Мать кивнула и сдавленно всхлипнула.
— Тереза была такой хорошей девочкой! Она столького заслуживала…
Не в силах договорить, она отвернулась, и чем больше старалась успокоиться, тем сильнее дрожали у нее плечи. Наконец она сумела снова взглянуть на меня.
— Господь милосердный
Потом шагнула к двери, но остановилась.
— «Не головня ли он, исторгнутая из огня?» — Она выпрямила спину. — Это Захария, глава третья, стих второй.
Мир благ.
Сунула под мышку пластиковые цветы и ушла.
Кто долго лежал в больнице, знает, как от запаха нашатыря нос утрачивает чувствительность.
Во время одного сеанса санации, когда Нэн скребла мое тело, я спросил:
— Как я пахну?
Она смахнула пот со лба рукавом белого халата и явно раздумывала, сказать ли правду или придумать что-то более приятное. Когда Нэн раскрыла рот, я уже знал, что выберет она правду. Так всегда бывало.
— Лучше, насколько это возможно. Это… в смысле, вы… вы пахнете застарелой плесенью. Как будто в давно покинутом доме очень долго не открывали окна.
И она продолжала выскабливать и подновлять этот давно покинутый владельцем дом. Я хотел сказать ей, что это ни к чему, однако знал: Нэн лишь подожмет губы, а работать станет еще усерднее.
В больнице неспособного позаботиться о себе пациента осаждают посторонние люди: они сдирают с вас заживо кожу; они не способны смазать вас достаточным количеством крема, чтобы тело не так чесалось; они все время называют вас солнышком и зайчиком, хотя вы и близко не похожи ни на солнышко, ни на зайчика; они считают, что порадуют вас, если натянут тошнотворные улыбки на противные лица; они обращаются к вам так, будто вам сожгли не тело, а мозг; они стараются быть хорошими, «заботясь о тех, кому повезло меньше»; они плачут только от того, что у них есть глаза. Есть в больнице и посторонние другого сорта: эти и хотели бы поплакать, да не могут, вот и начинают бояться самих себя больше, чем вида ваших ожогов.
Когда уже не мог выносить телевизор, я начинал считать отверстия в подвесном потолке. Пересчитывал, перепроверяя себя. На закате запоминал хитросплетения теней по стенам. Научился по шагам определять настроение каждой из медсестер. Скука лежала со мной в одной постели и сминала мои простыни. Змея, вот сучка, все лизала основание черепа. Я иду… Меня снедали белизна, и духота, и запах антисептика. Мне хотелось просочиться сквозь мочевыводящий катетер и утопиться в собственной моче.

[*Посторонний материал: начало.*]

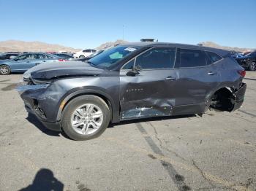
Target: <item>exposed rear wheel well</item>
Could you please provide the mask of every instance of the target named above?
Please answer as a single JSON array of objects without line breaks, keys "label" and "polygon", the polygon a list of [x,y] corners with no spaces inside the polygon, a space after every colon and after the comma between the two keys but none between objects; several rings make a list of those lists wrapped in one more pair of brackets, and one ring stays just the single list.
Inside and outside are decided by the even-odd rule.
[{"label": "exposed rear wheel well", "polygon": [[211,98],[210,107],[219,111],[231,112],[234,107],[232,91],[230,87],[218,90]]}]

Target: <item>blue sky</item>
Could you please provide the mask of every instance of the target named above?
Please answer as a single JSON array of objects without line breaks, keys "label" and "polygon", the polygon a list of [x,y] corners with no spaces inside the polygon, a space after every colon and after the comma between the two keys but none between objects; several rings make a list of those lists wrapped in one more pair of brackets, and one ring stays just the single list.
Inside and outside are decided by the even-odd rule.
[{"label": "blue sky", "polygon": [[0,0],[0,41],[96,47],[123,38],[256,47],[256,0]]}]

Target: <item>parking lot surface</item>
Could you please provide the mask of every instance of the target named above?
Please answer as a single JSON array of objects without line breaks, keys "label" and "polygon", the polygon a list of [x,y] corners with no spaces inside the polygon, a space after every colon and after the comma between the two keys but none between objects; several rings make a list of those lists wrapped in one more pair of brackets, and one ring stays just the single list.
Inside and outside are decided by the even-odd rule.
[{"label": "parking lot surface", "polygon": [[256,190],[256,72],[235,112],[127,121],[86,141],[29,115],[21,78],[0,76],[0,190]]}]

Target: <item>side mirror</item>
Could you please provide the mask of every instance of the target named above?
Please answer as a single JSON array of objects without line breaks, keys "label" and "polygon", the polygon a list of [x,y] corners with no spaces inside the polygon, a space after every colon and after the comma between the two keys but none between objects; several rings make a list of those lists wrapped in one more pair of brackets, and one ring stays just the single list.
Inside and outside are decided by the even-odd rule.
[{"label": "side mirror", "polygon": [[134,70],[129,71],[127,73],[127,76],[129,76],[129,77],[135,77],[138,74],[140,74],[140,73],[138,71],[134,71]]},{"label": "side mirror", "polygon": [[140,72],[142,71],[141,67],[140,66],[135,66],[132,71],[129,71],[127,73],[127,76],[129,76],[129,77],[135,77],[136,75],[140,74]]}]

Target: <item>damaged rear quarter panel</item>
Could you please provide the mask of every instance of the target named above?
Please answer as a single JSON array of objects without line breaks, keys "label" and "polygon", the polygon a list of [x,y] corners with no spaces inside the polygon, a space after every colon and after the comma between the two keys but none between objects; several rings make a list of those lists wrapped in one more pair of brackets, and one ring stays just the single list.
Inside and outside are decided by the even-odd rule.
[{"label": "damaged rear quarter panel", "polygon": [[178,77],[175,69],[143,70],[135,77],[127,72],[120,77],[121,120],[171,115],[175,82],[165,78]]}]

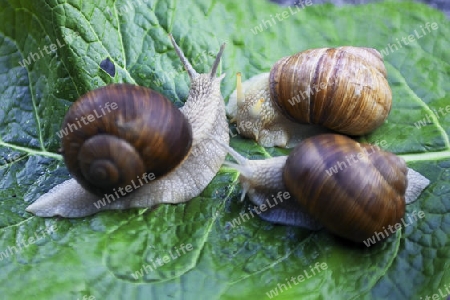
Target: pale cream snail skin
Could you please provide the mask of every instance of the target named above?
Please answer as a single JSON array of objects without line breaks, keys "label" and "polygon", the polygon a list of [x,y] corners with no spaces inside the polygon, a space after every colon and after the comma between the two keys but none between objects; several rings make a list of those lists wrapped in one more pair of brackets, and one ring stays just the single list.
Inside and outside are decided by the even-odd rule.
[{"label": "pale cream snail skin", "polygon": [[[248,160],[221,145],[237,162],[225,164],[240,172],[241,199],[247,195],[257,207],[265,205],[258,213],[262,219],[310,230],[325,227],[354,242],[400,222],[405,205],[430,183],[399,156],[343,135],[307,138],[289,156],[264,160]],[[353,163],[326,172],[338,162],[349,162],[350,156]],[[290,197],[278,197],[286,192]]]},{"label": "pale cream snail skin", "polygon": [[[263,147],[291,147],[305,137],[363,135],[392,105],[383,59],[371,48],[319,48],[281,58],[270,73],[241,83],[227,104],[238,132]],[[314,124],[314,125],[305,125]]]},{"label": "pale cream snail skin", "polygon": [[[74,170],[69,169],[69,172],[76,179],[67,180],[52,188],[28,206],[26,209],[28,212],[40,217],[75,218],[88,216],[103,210],[146,208],[159,203],[181,203],[198,196],[211,182],[227,155],[227,150],[220,146],[217,141],[225,145],[229,143],[225,104],[220,91],[220,83],[225,74],[216,77],[225,44],[222,45],[217,54],[211,71],[206,74],[199,74],[193,69],[171,35],[170,39],[191,80],[189,96],[184,106],[179,109],[181,114],[169,100],[162,99],[160,94],[144,87],[126,84],[111,85],[87,93],[78,100],[81,104],[74,103],[73,107],[76,106],[73,109],[74,111],[84,113],[95,109],[95,106],[98,105],[96,101],[102,101],[102,97],[106,99],[115,97],[114,99],[122,101],[120,102],[122,104],[118,104],[114,114],[110,113],[99,118],[100,123],[94,124],[95,122],[91,122],[89,125],[80,128],[80,130],[86,130],[87,133],[78,132],[75,140],[69,140],[68,142],[63,140],[63,156],[68,168],[69,165],[74,166]],[[130,97],[130,99],[120,100],[123,97]],[[149,97],[155,98],[158,100],[155,103],[160,104],[151,107],[152,105],[149,103],[153,103],[153,100],[150,101]],[[145,98],[142,103],[141,98]],[[163,107],[161,112],[146,111],[148,107],[158,109],[159,106]],[[127,111],[124,112],[121,109]],[[176,111],[173,111],[173,109]],[[158,134],[160,133],[157,132],[156,138],[152,138],[152,140],[148,137],[149,142],[146,142],[147,136],[150,134],[145,136],[139,134],[144,132],[145,126],[149,123],[148,119],[150,116],[152,118],[159,117],[159,114],[165,114],[166,112],[171,116],[167,117],[167,122],[173,121],[177,125],[174,125],[173,128],[171,123],[166,125],[164,116],[162,116],[160,122],[153,122],[151,126],[157,126],[163,130],[164,132],[161,134],[164,134],[165,137],[159,137]],[[133,116],[134,119],[130,116]],[[112,117],[112,119],[108,120],[108,117]],[[68,118],[71,117],[66,116],[66,122]],[[79,118],[79,116],[72,117],[72,120],[78,120]],[[170,129],[175,131],[170,132]],[[111,132],[106,133],[106,130]],[[91,143],[90,141],[95,133],[100,133],[100,138]],[[115,134],[119,138],[114,137]],[[211,139],[210,135],[214,136],[214,139]],[[85,143],[79,141],[80,136],[86,136],[87,141],[94,147],[85,147]],[[109,139],[110,136],[113,136],[112,139]],[[165,140],[166,136],[169,139],[167,145],[161,142],[161,139]],[[173,144],[177,140],[184,140],[183,137],[185,136],[188,139],[186,139],[184,145]],[[110,140],[113,141],[112,144],[110,144]],[[95,144],[96,142],[100,144]],[[133,145],[133,143],[137,145]],[[125,150],[119,148],[119,144],[124,146],[123,149]],[[74,149],[70,148],[73,145],[75,145]],[[155,145],[161,146],[162,150],[156,149]],[[135,146],[136,148],[133,149]],[[79,148],[83,151],[78,152]],[[100,150],[118,158],[115,160],[103,158],[103,155],[106,154],[100,153]],[[159,153],[158,155],[162,153],[163,157],[157,156],[148,160],[147,162],[150,164],[163,159],[164,156],[169,156],[168,158],[173,160],[171,155],[175,156],[175,151],[179,152],[178,154],[181,154],[181,156],[179,155],[177,161],[171,162],[173,169],[165,169],[158,175],[158,170],[148,169],[147,162],[139,161],[140,158],[146,157],[153,150],[157,154]],[[131,155],[133,159],[128,154],[124,155],[124,151],[134,153]],[[72,153],[75,153],[75,157],[66,157]],[[100,162],[97,162],[94,158],[100,158]],[[74,162],[72,163],[71,160]],[[128,177],[123,177],[125,181],[117,181],[118,186],[115,186],[115,183],[109,184],[107,182],[107,179],[110,178],[123,179],[122,173],[117,172],[121,171],[120,168],[113,166],[111,161],[121,163],[120,168],[125,168],[127,165],[131,167],[131,170],[127,171],[129,172]],[[78,163],[81,163],[81,166]],[[96,169],[93,165],[100,167]],[[162,163],[162,167],[167,167],[167,165]],[[107,171],[112,171],[112,175]],[[149,175],[152,176],[151,174],[157,174],[157,176],[149,177]],[[84,175],[87,175],[87,178]],[[126,196],[105,202],[106,205],[94,205],[102,197],[105,198],[108,193],[110,195],[118,194],[119,188],[126,188],[130,184],[130,179],[143,184],[129,194],[127,193]],[[111,199],[111,197],[108,199]]]}]

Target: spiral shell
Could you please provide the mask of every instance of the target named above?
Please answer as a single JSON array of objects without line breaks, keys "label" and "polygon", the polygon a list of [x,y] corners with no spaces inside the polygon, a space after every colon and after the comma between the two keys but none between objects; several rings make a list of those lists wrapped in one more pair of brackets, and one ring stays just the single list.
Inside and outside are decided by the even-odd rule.
[{"label": "spiral shell", "polygon": [[191,125],[173,103],[130,84],[88,92],[70,107],[62,128],[67,168],[96,194],[123,188],[144,173],[164,176],[192,144]]},{"label": "spiral shell", "polygon": [[283,181],[306,213],[355,242],[394,226],[405,214],[404,160],[345,136],[303,141],[286,160]]},{"label": "spiral shell", "polygon": [[280,59],[270,95],[291,120],[361,135],[386,120],[392,93],[380,54],[370,48],[311,49]]}]

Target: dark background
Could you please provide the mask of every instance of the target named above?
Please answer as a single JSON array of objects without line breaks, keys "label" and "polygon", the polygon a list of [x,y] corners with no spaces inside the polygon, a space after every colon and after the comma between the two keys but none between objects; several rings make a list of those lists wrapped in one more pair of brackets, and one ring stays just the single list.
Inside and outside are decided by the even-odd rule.
[{"label": "dark background", "polygon": [[[299,3],[299,0],[271,0],[272,2],[282,5],[294,5]],[[300,0],[301,1],[301,0]],[[415,0],[416,2],[426,3],[431,7],[437,8],[445,13],[450,19],[450,1],[449,0]],[[333,3],[334,5],[344,4],[365,4],[372,2],[380,2],[380,0],[311,0],[313,4]]]}]

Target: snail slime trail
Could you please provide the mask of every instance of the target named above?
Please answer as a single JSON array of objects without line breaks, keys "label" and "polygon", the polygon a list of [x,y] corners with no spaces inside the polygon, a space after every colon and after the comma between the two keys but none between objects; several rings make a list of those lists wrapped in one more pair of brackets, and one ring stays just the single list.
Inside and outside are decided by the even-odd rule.
[{"label": "snail slime trail", "polygon": [[[265,202],[263,202],[261,204],[258,203],[259,205],[253,206],[253,208],[251,208],[249,210],[249,213],[250,213],[251,217],[248,215],[248,213],[241,212],[239,214],[239,217],[236,217],[233,220],[231,220],[231,222],[230,222],[231,227],[234,228],[234,227],[240,226],[241,223],[245,223],[248,220],[250,220],[251,218],[254,218],[255,215],[253,214],[253,212],[256,212],[256,214],[261,217],[261,214],[266,212],[268,209],[274,208],[278,204],[283,203],[283,200],[290,199],[291,198],[291,194],[289,192],[286,192],[286,191],[279,191],[276,196],[274,194],[272,194],[271,197],[272,197],[272,200],[273,200],[272,203],[271,203],[269,198],[266,198]],[[277,201],[277,199],[278,199],[279,202]]]},{"label": "snail slime trail", "polygon": [[[141,179],[143,179],[144,182]],[[137,190],[138,188],[140,188],[144,184],[149,183],[150,181],[155,180],[155,179],[156,179],[156,176],[155,176],[154,173],[150,173],[150,174],[144,173],[144,174],[142,174],[142,178],[140,176],[137,176],[137,180],[139,181],[139,185],[136,185],[134,183],[134,179],[132,179],[131,180],[131,184],[125,186],[125,188],[118,187],[117,190],[115,188],[113,189],[114,195],[116,197],[114,197],[113,194],[106,193],[105,197],[103,197],[102,199],[98,200],[97,202],[94,202],[94,206],[95,206],[95,208],[100,209],[100,208],[110,204],[111,202],[116,201],[120,197],[126,196],[127,194],[131,193],[132,191]],[[124,192],[124,190],[125,190],[125,192]],[[118,192],[120,193],[120,196],[119,196]]]},{"label": "snail slime trail", "polygon": [[[89,114],[87,116],[81,116],[80,119],[75,118],[75,122],[67,123],[67,125],[62,128],[59,132],[56,133],[56,135],[61,139],[63,136],[67,136],[69,134],[69,130],[71,133],[74,131],[80,130],[83,125],[88,125],[89,123],[94,122],[96,119],[100,119],[101,117],[104,117],[108,113],[110,113],[112,110],[116,110],[118,108],[117,102],[106,102],[105,104],[100,105],[99,109],[101,111],[101,114],[98,113],[97,109],[94,108],[92,111],[93,114]],[[81,121],[81,123],[80,123]]]}]

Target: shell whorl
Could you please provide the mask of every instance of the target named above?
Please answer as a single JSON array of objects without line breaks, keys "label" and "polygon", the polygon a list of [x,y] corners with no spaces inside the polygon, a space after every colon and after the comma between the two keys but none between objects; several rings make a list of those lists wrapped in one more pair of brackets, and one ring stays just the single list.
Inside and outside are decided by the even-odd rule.
[{"label": "shell whorl", "polygon": [[[227,150],[219,146],[216,140],[227,145],[229,143],[225,105],[220,92],[220,83],[225,74],[219,77],[215,74],[224,45],[211,72],[198,74],[172,37],[171,40],[191,78],[189,96],[180,109],[190,122],[193,134],[192,147],[186,159],[164,177],[144,184],[126,197],[113,200],[104,197],[105,205],[95,205],[101,199],[70,179],[41,196],[27,211],[43,217],[83,217],[102,210],[180,203],[198,196],[210,183],[227,154]],[[211,139],[210,134],[215,139]]]},{"label": "shell whorl", "polygon": [[373,131],[391,110],[386,69],[374,49],[299,52],[275,63],[269,82],[271,99],[291,120],[344,134]]}]

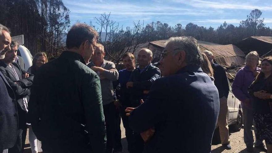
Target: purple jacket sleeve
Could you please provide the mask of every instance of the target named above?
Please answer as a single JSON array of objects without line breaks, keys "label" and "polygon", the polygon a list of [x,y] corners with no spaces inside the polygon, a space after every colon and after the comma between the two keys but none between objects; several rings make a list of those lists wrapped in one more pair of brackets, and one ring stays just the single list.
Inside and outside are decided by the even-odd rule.
[{"label": "purple jacket sleeve", "polygon": [[233,94],[236,98],[242,101],[249,98],[243,91],[243,85],[244,85],[243,83],[244,74],[242,71],[239,70],[236,74],[232,84],[232,92]]}]

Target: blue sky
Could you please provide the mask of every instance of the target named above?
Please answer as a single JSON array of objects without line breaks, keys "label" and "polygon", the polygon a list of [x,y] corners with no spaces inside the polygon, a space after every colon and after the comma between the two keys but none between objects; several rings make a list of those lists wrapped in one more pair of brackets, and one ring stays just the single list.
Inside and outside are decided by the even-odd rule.
[{"label": "blue sky", "polygon": [[77,20],[95,23],[95,17],[104,12],[124,27],[133,22],[145,24],[159,21],[184,28],[192,22],[199,26],[217,28],[224,21],[238,25],[255,8],[262,12],[267,26],[272,27],[271,0],[62,0],[70,10],[71,25]]}]

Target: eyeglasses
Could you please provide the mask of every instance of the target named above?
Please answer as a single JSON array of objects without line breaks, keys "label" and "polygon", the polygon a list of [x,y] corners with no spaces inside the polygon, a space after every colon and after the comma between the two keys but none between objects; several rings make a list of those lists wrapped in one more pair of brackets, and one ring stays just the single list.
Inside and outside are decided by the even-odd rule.
[{"label": "eyeglasses", "polygon": [[97,46],[96,46],[95,44],[92,44],[92,48],[94,50],[95,50],[96,49],[96,48],[97,48]]},{"label": "eyeglasses", "polygon": [[163,59],[165,57],[166,57],[166,55],[167,55],[166,53],[168,53],[174,51],[174,50],[177,50],[179,49],[180,49],[179,48],[176,48],[176,49],[172,49],[172,50],[169,50],[168,51],[167,51],[167,50],[165,49],[163,50],[163,52],[160,55],[160,59]]},{"label": "eyeglasses", "polygon": [[43,64],[45,64],[45,61],[44,60],[37,60],[37,61],[38,61],[38,62],[41,62],[41,63],[43,63]]}]

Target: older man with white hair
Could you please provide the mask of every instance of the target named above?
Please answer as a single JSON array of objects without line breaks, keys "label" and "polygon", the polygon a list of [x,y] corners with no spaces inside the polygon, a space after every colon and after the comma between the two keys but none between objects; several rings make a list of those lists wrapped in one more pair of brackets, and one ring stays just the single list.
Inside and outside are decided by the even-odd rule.
[{"label": "older man with white hair", "polygon": [[[253,97],[250,97],[248,89],[254,80],[255,78],[261,71],[258,67],[259,65],[259,54],[256,51],[250,52],[246,57],[245,66],[241,69],[235,77],[232,84],[232,92],[235,96],[242,102],[243,118],[244,120],[244,139],[247,147],[247,150],[249,152],[253,151],[253,135],[252,126],[253,124],[253,113],[252,110]],[[257,134],[254,126],[254,130],[256,141],[254,144],[255,148],[264,151],[266,148],[260,139]]]},{"label": "older man with white hair", "polygon": [[[0,24],[0,59],[11,50],[11,42],[9,30]],[[0,71],[0,153],[7,152],[16,142],[18,113],[14,93]]]},{"label": "older man with white hair", "polygon": [[217,124],[219,127],[220,138],[222,146],[227,150],[231,149],[227,125],[227,97],[229,87],[226,71],[223,66],[214,62],[215,57],[212,53],[208,50],[203,52],[210,62],[214,70],[215,84],[218,90],[220,101],[220,111]]},{"label": "older man with white hair", "polygon": [[144,152],[210,152],[219,98],[201,68],[197,41],[170,38],[159,62],[165,77],[155,81],[145,101],[126,110],[130,127],[147,142]]}]

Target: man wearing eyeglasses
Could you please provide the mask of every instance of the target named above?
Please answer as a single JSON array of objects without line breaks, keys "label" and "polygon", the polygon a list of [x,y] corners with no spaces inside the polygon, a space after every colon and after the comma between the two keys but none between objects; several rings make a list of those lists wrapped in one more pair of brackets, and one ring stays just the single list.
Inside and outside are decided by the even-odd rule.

Было ужасно; однако после слов Нэн о том, что после выписки из больницы (до которой еще очень много месяцев) меня отправят в центр реабилитации с целью обеспечить «реинтеграцию» в общество, стало еще хуже. Когда-нибудь, добавила Нэн, я сумею почти полностью себя обслуживать и жить самостоятельно.
Через семнадцать лет после освобождения из одного казенного дома я попаду в другой казенный дом. С той разницей, что тогда я был ребенком без гроша в кармане и впереди меня ждала целая жизнь. К тридцати пяти годам я стал сожженной, использованной спичкой.
Итак, я слушал докторов и согласно кивал в ответ на рассказы о предстоящих операциях, хотя с неменьшим успехом они могли бы готовить меня к экскурсии в затонувший на дне морском город. Я подмахивал бланки согласия, отписал свой дом и личные сбережения. Лечение таких, как у меня, ожогов порой обходится в полмиллиона долларов, а то и зашкаливает за миллион.